One of the things I was reminded of when we sat outside last weekend is that our garden furniture is really on its last legs. But it’s lasted 12 years so I don’t think it’s done too badly considering.
The furniture you choose for the garden can really change the way it looks and feels and there are so many options to choose from now that you’re almost spoiled for choice.
One thing I am clear about is that garden furniture should be on show at all times of the year. Sure, put your cushions away when you’re not sitting out, but it’s important that your terrace has a sense of purpose, even on rainy and wintry days.
I understand that it’s important to preserve your furniture for as long as you can, but you have to remember that it’s made to be outdoors and will be pretty robust. Timber furniture may need a bit of TLC every now and again, but if you buy a decent hardwood set then it will last for years without treatment.
One of my bug bears (up there with leaving the rotary washing line in the middle of the lawn!) is covering the furniture with tarpaulin over the winter – who wants to look out of the window and see a big green lump on their terrace. You need to see the essence of the garden all year round otherwise you just won’t want to venture out in the winter at all.
Essentially your garden furniture acts as a focal point. It entices you outside and makes you want to venture out into the garden. A bench at the end of the path or under a tree may rarely be sat upon, but if it draws you outside then it’s absolutely done its job.
What furniture you choose will obviously come down to personal style and the size of the garden. Remember if you’re choosing a table and chairs set for dining that you need to allow 1.5m around the table so that you have enough room to navigate around the terrace when people are sitting there.

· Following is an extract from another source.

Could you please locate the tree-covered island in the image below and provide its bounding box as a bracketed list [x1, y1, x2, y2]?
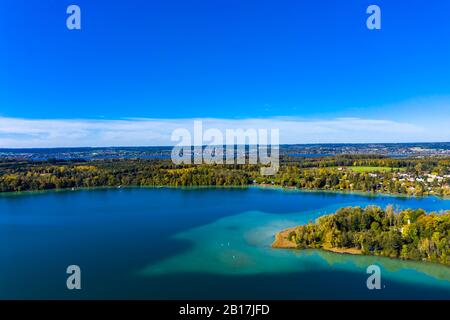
[272, 206, 450, 266]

If you’ve got a really small garden, but still want to entertain large numbers, think about a flexible arrangement of furniture. For example, if you regularly need to seat 4 people, but occasionally 8, then why not have two smaller tables which can be moved around. Extending tables are also available so this can be useful.
More and more I work with clients who have opened up the back of the house with bi-fold doors or lots of glass and often the dining table is positioned just inside them. When the doors are open, it feels as though you’re sitting outside anyway so it can make more sense to choose some more comfortable seating for the terrace.
The key really is to think about how you’d like to feel when you’re sitting outside. A simple wooden bench against the house wall could be all you need to enjoy a cup of coffee in the morning sunshine, but if you want to sit out and read a book for a few hours on a Sunday afternoon then you’ll probably want to feel a lot more comfortable, much as you would if you were spending time indoors.